Why not give PPIs even if they don’t work?  The previous link discusses many of the potential adverse problems that are possible with medical treatment of GERD. However, even if a medicine does not harm does not mean you should do something because it ‘might’ do some good.  An example of this is the apocryphal tale of the famous pianist who died one day in the middle of a recital. (I saw this in a journal article but cannot remember the reference.)  The manager came out to announce his death.  A man in the audience shouts, ‘Give him an enema.’ Initially, the manager tries to ignore him.

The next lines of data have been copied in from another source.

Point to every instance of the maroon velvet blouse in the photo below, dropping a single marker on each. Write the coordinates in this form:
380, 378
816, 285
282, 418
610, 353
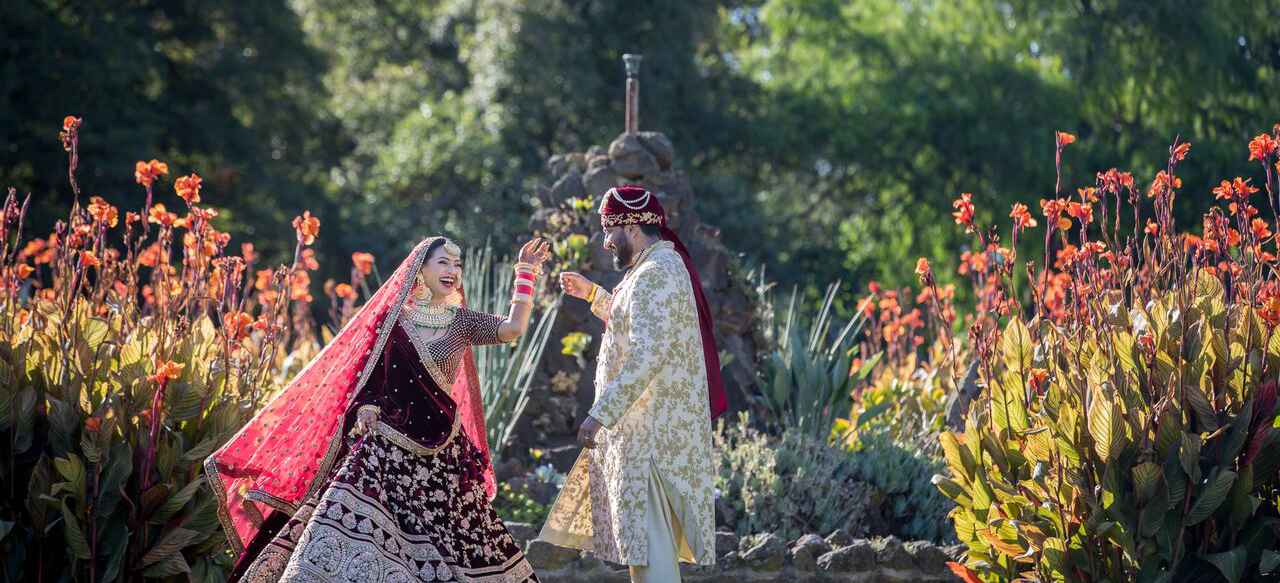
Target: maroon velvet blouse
411, 400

After the man yells this three times, the manager responds, ‘the poor man is dead…what good will an enema do?’ The voice replies, ‘What harm will it do?

Additional references:

  • -JPGN 2010; 50: 609-18. Pantoprazole helped improve symptoms but there were no significant differences compared to placebo in withdrawal rates due to lack of efficacy. n=128.
  • -NASPGHAN 2009, Abstract#21. Meds/Rx of NICU pts did not shorten hospital stay or promote wt gain, n=1149. Abstract#26. prevacid more effective than ranitidine in infants.
  • -J Pediatr 2009; 155: 601 (letter). Should not be used to treat symptoms unless proven to be reflux.
  • -JPGN 2009; 49: 498. GERD guidelines.  “In infants and toddlers, there is no symptom or symptom complex that is diagnostic of GERD or predicts a response to therapy.” Identical response to placebo (vs prevacid) in largest double-blind randomized study (54% at 4 weeks) (J Pediatr 2009; 154: 514-20.)  Reflux is “not a common cause of unexplained crying. otherwise healthy infants.” “There is no evidence to support the empiric use of acid suppression for the treatment of irritable infants.”